L'edificio non si presenta in un ottimale stato di conservazione, inoltre restauri e riadattamenti nel corso dello scorso secolo, ne hanno snaturato in parte l'aspetto originale, è di proprietà privata e non è visitabile se non dall'esterno. Ha un perimetro irregolare ed è stato probabilmente eretto sulle fondamenta di precedenti costruzioni, adattati all'andamento disuniforme delle strette vie che si dipanano nell'incasato.
Costruito su quattro livelli di cui uno seminterrato, che colma il dislivello che si interpone tra le due facciate, quella principale è visibile lungo via Medoro Patriarca. L'impianto decorativo esterno è piuttosto formale, più elaborato il portale che presenta una rosta in ferro battuto, ad abbellire la parte alta dell'ingresso vi è cornice ad arco spezzato. Fasce marcapiano piuttosto essenziali, corrono sotto le finestre lungo le mura del palazzo, più ampio è il cornicione che precede il tetto.
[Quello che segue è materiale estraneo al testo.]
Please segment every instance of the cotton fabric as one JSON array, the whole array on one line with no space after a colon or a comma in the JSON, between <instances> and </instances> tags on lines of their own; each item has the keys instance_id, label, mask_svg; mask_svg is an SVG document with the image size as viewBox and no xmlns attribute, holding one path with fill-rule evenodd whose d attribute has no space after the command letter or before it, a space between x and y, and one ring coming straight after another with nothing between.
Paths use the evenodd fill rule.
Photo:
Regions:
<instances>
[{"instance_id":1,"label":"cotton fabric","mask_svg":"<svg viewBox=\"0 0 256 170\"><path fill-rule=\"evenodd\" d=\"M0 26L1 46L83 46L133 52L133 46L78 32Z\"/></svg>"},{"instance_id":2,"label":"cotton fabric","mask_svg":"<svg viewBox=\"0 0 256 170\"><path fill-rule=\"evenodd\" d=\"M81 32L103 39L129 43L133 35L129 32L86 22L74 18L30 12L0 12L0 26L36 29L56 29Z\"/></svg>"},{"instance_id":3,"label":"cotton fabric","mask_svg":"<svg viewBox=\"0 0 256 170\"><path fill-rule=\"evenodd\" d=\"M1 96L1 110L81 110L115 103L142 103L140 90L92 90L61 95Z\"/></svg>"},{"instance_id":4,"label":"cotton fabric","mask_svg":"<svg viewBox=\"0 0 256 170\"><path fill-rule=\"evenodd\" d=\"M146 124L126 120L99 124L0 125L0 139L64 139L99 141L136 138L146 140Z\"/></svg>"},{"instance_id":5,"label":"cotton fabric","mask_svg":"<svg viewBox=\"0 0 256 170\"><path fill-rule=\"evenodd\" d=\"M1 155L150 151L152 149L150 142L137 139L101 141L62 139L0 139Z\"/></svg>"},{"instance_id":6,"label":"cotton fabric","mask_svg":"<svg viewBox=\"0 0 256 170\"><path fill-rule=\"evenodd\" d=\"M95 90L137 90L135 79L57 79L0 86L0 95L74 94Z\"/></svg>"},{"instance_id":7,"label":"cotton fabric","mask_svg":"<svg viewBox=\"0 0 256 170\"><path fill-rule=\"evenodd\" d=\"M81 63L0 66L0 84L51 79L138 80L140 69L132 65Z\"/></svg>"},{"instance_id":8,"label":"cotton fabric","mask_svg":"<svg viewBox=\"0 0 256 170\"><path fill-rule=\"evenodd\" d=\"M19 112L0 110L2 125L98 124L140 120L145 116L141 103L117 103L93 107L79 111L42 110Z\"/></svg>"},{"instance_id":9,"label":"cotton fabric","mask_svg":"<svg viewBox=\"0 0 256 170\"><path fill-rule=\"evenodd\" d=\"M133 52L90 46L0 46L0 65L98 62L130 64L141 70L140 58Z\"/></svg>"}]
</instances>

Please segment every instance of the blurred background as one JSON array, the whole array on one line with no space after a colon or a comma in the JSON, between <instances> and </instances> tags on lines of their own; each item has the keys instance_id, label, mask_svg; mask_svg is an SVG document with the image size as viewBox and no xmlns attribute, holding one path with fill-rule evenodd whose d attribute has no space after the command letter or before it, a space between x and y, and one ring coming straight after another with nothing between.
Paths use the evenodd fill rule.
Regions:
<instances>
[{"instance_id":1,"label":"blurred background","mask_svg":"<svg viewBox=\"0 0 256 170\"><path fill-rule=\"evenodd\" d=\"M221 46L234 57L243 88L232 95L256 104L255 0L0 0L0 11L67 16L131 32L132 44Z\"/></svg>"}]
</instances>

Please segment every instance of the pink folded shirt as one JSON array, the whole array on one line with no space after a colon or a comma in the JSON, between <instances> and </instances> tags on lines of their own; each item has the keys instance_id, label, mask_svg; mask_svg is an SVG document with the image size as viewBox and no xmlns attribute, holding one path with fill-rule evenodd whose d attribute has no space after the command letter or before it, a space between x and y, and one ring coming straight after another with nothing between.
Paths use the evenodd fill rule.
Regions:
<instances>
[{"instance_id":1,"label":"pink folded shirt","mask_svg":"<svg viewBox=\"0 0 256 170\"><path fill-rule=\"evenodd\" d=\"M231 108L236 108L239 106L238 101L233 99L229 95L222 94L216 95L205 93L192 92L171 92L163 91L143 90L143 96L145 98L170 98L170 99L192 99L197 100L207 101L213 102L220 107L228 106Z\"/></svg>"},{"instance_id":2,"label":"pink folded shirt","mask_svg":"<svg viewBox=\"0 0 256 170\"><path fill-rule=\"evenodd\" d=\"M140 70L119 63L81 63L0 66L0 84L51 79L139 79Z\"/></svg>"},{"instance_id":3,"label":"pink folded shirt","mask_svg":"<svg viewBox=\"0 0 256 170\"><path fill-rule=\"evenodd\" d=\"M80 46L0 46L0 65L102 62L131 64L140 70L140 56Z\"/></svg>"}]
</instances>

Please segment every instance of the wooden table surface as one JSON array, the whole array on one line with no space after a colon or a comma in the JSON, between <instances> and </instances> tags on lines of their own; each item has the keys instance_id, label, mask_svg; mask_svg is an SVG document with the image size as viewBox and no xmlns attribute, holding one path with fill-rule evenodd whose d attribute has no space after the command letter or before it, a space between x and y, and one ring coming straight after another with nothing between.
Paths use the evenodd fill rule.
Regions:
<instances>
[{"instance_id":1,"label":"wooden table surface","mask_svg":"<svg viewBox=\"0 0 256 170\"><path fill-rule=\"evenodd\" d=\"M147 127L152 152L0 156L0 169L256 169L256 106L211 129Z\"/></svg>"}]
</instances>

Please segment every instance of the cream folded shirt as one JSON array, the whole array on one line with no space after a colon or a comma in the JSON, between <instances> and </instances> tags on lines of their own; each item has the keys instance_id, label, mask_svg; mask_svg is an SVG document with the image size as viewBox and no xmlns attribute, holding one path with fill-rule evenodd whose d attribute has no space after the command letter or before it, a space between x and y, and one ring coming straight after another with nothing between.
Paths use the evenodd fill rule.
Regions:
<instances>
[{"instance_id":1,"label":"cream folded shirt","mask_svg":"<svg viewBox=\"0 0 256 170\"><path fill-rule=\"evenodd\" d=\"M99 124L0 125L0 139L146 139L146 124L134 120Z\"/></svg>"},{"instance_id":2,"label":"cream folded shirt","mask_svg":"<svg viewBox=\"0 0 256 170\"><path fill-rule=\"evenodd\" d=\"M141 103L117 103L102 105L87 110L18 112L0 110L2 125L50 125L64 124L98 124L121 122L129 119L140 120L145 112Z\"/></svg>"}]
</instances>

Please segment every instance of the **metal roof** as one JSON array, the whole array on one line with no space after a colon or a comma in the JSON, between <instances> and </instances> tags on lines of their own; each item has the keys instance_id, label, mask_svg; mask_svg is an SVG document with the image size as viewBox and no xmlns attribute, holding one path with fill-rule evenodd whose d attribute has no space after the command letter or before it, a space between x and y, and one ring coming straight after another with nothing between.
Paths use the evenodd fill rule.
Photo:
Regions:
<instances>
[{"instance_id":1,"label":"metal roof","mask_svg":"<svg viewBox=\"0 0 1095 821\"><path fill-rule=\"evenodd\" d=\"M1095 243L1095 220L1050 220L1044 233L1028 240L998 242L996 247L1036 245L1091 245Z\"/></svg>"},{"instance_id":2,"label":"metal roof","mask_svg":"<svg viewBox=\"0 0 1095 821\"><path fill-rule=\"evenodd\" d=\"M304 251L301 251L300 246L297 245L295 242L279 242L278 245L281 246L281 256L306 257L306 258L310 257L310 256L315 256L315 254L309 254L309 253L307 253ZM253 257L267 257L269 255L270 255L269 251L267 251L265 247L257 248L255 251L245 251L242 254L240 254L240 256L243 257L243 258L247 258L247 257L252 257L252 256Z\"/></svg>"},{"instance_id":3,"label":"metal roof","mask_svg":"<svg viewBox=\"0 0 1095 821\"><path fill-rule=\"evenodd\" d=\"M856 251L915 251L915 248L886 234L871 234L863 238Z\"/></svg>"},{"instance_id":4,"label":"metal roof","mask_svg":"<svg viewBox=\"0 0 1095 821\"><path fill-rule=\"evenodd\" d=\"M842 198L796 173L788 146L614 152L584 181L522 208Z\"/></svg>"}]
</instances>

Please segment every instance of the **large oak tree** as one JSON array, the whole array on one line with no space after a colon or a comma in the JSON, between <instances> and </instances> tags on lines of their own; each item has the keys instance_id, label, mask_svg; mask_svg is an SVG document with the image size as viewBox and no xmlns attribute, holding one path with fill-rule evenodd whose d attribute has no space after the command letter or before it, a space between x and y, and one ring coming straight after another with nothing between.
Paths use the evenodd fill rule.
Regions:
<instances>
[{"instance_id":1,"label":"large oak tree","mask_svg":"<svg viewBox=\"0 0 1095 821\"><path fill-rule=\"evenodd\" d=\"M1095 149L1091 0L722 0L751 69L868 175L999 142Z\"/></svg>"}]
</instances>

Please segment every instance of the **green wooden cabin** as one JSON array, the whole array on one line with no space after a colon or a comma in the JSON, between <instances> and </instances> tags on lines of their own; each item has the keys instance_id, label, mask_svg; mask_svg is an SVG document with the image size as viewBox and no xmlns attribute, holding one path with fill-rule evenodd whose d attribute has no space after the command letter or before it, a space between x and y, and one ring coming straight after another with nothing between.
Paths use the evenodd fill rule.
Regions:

Stesse caratteristiche sono espresse dalla facciata che si allarga su via Camilla Peretti, qui si trova la porzione realizzata con i mattoni rossastri. Un grande lucernario ovale, con una cornice in mattoni svasati si apre sopra il piccolo portale, in seguito ridimensionato, con ancora resti di capitelli alla base dell'arcata; un'altra piccola finestrella sempre della stessa forma si apre sulla sinistra dell'accesso.